After reading Dwight Garner’s laudatory review of Percival Everett’s James, I was eager to check it out, especially since I’m a huge fan of Huckleberry Finn

Here’s a snippet of Garner’s paean:

Percival Everett’s majestic new novel, James, goes several steps further. Everett flips the perspective on the events in Huckleberry Finn. He gives us the story as a coolly electric first-person narrative in the voice of Jim, the novel’s enslaved runaway. The pair’s adventures on the raft as it twisted down the Mississippi River were largely, from Huck’s perspective, larks. From Jim’s — excuse me, James’s — point of view, nearly every second is deadly serious. We recall that Jim told Huck, in Twain’s novel, that he was quite done with “adventures.”

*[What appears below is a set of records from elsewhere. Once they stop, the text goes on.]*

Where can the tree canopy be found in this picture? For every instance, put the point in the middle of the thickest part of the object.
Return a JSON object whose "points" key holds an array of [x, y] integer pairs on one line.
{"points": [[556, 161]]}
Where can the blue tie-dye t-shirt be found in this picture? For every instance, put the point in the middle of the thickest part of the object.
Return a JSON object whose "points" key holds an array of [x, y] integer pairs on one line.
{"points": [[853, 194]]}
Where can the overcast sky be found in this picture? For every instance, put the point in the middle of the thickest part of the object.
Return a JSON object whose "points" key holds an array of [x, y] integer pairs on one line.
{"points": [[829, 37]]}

Garner goes on to say, “This s Everett’s most thrilling novel, but also his most soulful.”

Alas, when reading James, I was never able to suspend my disbelief, to lose myself in the flow of action and forget that the narrative I was reading was a fictive construction. In his retelling of Huckleberry Finn from the perspective of Jim, Everett creates the conceit that the antebellum argot of slaves, the “Else’n they takes you to the post and whips ya[s]” is a linguistic ruse to appease the white population by making them feel superior. The narrator James (aka Jim) speaks (and thinks) in English so standard that he uses “one” instead of “you.”  In short, for me the novel is a contrivance; it’s created in a way that seems artificial and unrealistic.

Everett’s relating the events from James’ perspective in easy-to-decipher prose makes a lot of practical sense; however, the regionless diction of the retelling of Jim and Huck’s escape robs Jim of a breathing individual’s voice –– he could be from 21st Century Dayton, Ohio –– there are no quirks in his phraseology, no flashes of individuality, few regional linguistic markers, which divorces him from time and place and therefore relegates him into the status of a character in a novel rather than a person whom we believe is real. 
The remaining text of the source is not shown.